INRA, UMR1202 BIOGECO, F-33610 Cestas, France.
BMC Genomics. 2011 Jul 18;12:368. doi: 10.1186/1471-2164-12-368.
Single nucleotide polymorphisms (SNPs) are the most abundant source of genetic variation among individuals of a species. New genotyping technologies allow examining hundreds to thousands of SNPs in a single reaction for a wide range of applications such as genetic diversity analysis, linkage mapping, fine QTL mapping, association studies, marker-assisted or genome-wide selection. In this paper, we evaluated the potential of highly-multiplexed SNP genotyping for genetic mapping in maritime pine (Pinus pinaster Ait.), the main conifer used for commercial plantation in southwestern Europe.
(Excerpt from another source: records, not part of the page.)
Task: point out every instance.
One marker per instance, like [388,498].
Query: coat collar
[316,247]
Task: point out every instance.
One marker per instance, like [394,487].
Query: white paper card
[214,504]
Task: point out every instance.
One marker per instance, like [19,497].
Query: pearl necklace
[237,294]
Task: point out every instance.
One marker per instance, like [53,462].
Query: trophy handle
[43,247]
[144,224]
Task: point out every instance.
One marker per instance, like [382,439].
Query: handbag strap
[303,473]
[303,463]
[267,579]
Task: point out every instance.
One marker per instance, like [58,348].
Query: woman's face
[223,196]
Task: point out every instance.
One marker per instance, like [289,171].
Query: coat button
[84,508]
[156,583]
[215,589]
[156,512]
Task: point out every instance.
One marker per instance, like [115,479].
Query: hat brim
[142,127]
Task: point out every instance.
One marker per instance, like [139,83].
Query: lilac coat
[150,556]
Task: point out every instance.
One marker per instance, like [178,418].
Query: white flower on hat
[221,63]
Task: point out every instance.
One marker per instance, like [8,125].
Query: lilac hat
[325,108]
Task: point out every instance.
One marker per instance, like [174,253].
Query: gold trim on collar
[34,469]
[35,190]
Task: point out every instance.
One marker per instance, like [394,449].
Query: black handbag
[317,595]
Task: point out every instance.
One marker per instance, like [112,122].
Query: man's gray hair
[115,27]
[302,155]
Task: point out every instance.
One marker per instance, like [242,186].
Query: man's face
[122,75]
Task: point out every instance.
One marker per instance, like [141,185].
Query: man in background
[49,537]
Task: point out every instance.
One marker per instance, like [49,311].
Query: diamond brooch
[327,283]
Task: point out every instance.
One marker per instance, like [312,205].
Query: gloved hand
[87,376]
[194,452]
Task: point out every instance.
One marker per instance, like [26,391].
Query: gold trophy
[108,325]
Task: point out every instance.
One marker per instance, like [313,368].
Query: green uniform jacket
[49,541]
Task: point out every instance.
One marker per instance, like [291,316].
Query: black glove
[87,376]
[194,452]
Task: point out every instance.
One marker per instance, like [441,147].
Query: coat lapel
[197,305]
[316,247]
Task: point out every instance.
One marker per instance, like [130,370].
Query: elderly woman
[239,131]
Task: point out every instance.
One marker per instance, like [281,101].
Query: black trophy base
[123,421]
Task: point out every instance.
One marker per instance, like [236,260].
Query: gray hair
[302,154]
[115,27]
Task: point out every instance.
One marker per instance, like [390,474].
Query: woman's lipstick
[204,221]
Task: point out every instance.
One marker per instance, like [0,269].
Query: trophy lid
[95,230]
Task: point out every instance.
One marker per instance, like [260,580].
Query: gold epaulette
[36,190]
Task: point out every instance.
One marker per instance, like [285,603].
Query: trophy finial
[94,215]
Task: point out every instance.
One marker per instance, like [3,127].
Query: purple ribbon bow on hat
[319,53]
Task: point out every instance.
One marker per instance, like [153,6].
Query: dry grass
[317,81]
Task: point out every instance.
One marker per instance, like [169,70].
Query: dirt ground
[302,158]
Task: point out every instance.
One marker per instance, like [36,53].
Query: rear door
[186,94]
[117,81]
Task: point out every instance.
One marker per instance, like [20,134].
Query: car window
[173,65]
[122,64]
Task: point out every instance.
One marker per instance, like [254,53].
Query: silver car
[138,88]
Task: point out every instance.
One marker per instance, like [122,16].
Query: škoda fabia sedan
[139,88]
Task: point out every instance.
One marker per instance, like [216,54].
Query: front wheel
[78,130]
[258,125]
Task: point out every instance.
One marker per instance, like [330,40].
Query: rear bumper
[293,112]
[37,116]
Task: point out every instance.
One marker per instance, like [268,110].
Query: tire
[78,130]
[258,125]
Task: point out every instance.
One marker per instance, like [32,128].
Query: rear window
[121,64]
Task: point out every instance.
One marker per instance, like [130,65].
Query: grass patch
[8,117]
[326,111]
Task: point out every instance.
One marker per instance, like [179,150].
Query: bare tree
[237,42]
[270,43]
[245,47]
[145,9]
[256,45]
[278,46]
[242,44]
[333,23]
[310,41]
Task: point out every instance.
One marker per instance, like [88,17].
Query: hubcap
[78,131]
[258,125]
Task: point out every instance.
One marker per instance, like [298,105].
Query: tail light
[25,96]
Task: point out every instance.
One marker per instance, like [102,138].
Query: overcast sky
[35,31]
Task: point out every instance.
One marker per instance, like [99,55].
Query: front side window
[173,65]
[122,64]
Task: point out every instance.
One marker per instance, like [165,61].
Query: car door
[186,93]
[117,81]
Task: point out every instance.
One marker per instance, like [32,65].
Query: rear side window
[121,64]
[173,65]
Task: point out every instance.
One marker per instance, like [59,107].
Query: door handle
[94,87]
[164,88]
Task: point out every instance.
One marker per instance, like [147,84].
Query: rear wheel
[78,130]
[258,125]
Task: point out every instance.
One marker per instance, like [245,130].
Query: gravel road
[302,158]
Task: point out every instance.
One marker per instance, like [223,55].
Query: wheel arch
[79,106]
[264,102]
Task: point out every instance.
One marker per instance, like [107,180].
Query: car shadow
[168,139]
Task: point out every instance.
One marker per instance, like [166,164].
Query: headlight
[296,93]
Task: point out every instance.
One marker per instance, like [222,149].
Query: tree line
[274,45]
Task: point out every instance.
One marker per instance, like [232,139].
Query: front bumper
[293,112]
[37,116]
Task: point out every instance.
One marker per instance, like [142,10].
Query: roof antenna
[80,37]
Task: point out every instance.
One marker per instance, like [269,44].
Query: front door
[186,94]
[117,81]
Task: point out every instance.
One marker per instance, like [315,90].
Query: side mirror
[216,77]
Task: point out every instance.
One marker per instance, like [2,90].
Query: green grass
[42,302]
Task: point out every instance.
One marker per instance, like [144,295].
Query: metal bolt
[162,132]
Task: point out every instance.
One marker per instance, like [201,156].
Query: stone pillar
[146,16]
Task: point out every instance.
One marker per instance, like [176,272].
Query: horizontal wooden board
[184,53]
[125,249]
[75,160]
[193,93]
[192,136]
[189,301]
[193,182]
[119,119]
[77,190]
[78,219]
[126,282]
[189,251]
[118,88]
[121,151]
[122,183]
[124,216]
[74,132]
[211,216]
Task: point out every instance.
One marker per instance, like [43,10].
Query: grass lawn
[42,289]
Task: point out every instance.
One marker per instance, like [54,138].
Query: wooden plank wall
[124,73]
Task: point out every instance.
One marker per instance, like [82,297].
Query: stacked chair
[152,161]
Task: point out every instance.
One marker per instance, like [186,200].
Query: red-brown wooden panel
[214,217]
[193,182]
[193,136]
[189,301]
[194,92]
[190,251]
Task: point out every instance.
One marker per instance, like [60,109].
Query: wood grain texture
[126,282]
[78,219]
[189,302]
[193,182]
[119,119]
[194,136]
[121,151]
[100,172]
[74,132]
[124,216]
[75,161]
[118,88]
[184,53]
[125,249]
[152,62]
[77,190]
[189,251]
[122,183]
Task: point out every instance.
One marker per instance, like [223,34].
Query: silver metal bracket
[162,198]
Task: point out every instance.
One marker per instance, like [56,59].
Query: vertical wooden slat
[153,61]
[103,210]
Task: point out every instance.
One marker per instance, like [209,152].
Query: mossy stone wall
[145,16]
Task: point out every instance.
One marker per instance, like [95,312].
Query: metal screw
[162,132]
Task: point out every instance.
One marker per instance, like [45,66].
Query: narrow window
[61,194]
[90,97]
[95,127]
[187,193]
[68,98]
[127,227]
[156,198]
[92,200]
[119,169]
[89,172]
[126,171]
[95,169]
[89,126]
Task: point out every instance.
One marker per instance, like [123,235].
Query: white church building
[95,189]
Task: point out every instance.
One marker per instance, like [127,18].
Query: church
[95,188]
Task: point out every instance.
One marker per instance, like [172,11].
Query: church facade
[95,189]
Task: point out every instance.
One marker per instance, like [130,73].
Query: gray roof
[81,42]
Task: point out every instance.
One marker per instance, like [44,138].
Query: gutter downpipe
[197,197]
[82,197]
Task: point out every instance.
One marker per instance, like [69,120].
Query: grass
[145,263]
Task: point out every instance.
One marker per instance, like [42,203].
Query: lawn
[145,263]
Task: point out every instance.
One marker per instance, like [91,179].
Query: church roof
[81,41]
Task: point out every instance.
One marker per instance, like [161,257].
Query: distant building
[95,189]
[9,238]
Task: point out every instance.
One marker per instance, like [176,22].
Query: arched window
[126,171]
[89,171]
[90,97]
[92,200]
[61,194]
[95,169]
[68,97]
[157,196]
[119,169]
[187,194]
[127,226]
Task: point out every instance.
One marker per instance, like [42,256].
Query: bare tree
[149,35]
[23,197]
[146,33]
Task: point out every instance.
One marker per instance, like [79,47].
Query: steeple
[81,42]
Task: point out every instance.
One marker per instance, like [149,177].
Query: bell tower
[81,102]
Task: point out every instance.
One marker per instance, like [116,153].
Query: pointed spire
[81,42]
We designed a custom GoldenGate assay for 1,536 SNPs detected through the resequencing of gene fragments (707 in vitro SNPs/Indels) and from Sanger-derived Expressed Sequenced Tags assembled into a unigene set (829 in silico SNPs/Indels). Offspring from three-generation outbred (G2) and inbred (F2) pedigrees were genotyped. The success rate of the assay was 63.6% and 74.8% for in silico and in vitro SNPs, respectively. A genotyping error rate of 0.4% was further estimated from segregating data of SNPs belonging to the same gene. Overall, 394 SNPs were available for mapping. A total of 287 SNPs were integrated with previously mapped markers in the G2 parental maps, while 179 SNPs were localized on the map generated from the analysis of the F2 progeny. Based on 98 markers segregating in both pedigrees, we were able to generate a consensus map comprising 357 SNPs from 292 different loci. Finally, the analysis of sequence homology between mapped markers and their orthologs in a Pinus taeda linkage map, made it possible to align the 12 linkage groups of both species.
Our results show that the GoldenGate assay can be used successfully for high-throughput SNP genotyping in maritime pine, a conifer species that has a genome seven times the size of the human genome. This SNP-array will be extended thanks to recent sequencing effort using new generation sequencing technologies and will include SNPs from comparative orthologous sequences that were identified in the present study, providing a wider collection of anchor points for comparative genomics among the conifers.
单核苷酸多态性(SNP)是物种个体间遗传变异的最丰富来源。新的基因分型技术允许在单个反应中检查数百到数千个 SNP,适用于广泛的应用,如遗传多样性分析、连锁作图、精细 QTL 作图、关联研究、标记辅助或全基因组选择。在本文中,我们评估了高度多重 SNP 基因分型在海洋松(Pinus pinaster Ait.)遗传作图中的潜力,海洋松是欧洲西南部商业种植的主要针叶树。
我们设计了一种定制的 GoldenGate 测定法,用于检测通过基因片段重测序(707 个体外 SNP/Indels)和来自桑格衍生的表达序列标签组装成一个基因集(829 个计算机 SNP/Indels)检测到的 1536 个 SNP。三代杂交(G2)和近交(F2)系谱的后代进行了基因分型。体外和计算机 SNP 的测定成功率分别为 63.6%和 74.8%。从属于同一基因的 SNP 的分离数据中进一步估计了基因分型错误率为 0.4%。总体而言,有 394 个 SNP 可用于作图。共有 287 个 SNP 整合到 G2 亲本图谱中的先前映射标记中,而 179 个 SNP 定位在来自 F2 后代分析的图谱上。基于在两个系谱中分离的 98 个标记,我们能够生成一个包含 357 个 SNP 的共识图谱,这些 SNP 来自 292 个不同的基因座。最后,对映射标记与其在火炬松连锁图谱中的同源物之间的序列同源性进行分析,使得可以对两个物种的 12 个连锁群进行对齐。
我们的结果表明,GoldenGate 测定法可成功用于海洋松的高通量 SNP 基因分型,海洋松的基因组大小是人类基因组的七倍。由于最近使用新一代测序技术进行测序的努力,该 SNP 芯片将得到扩展,并将包括在本研究中鉴定的比较同源序列的 SNP,为针叶树之间的比较基因组学提供更广泛的锚点集合。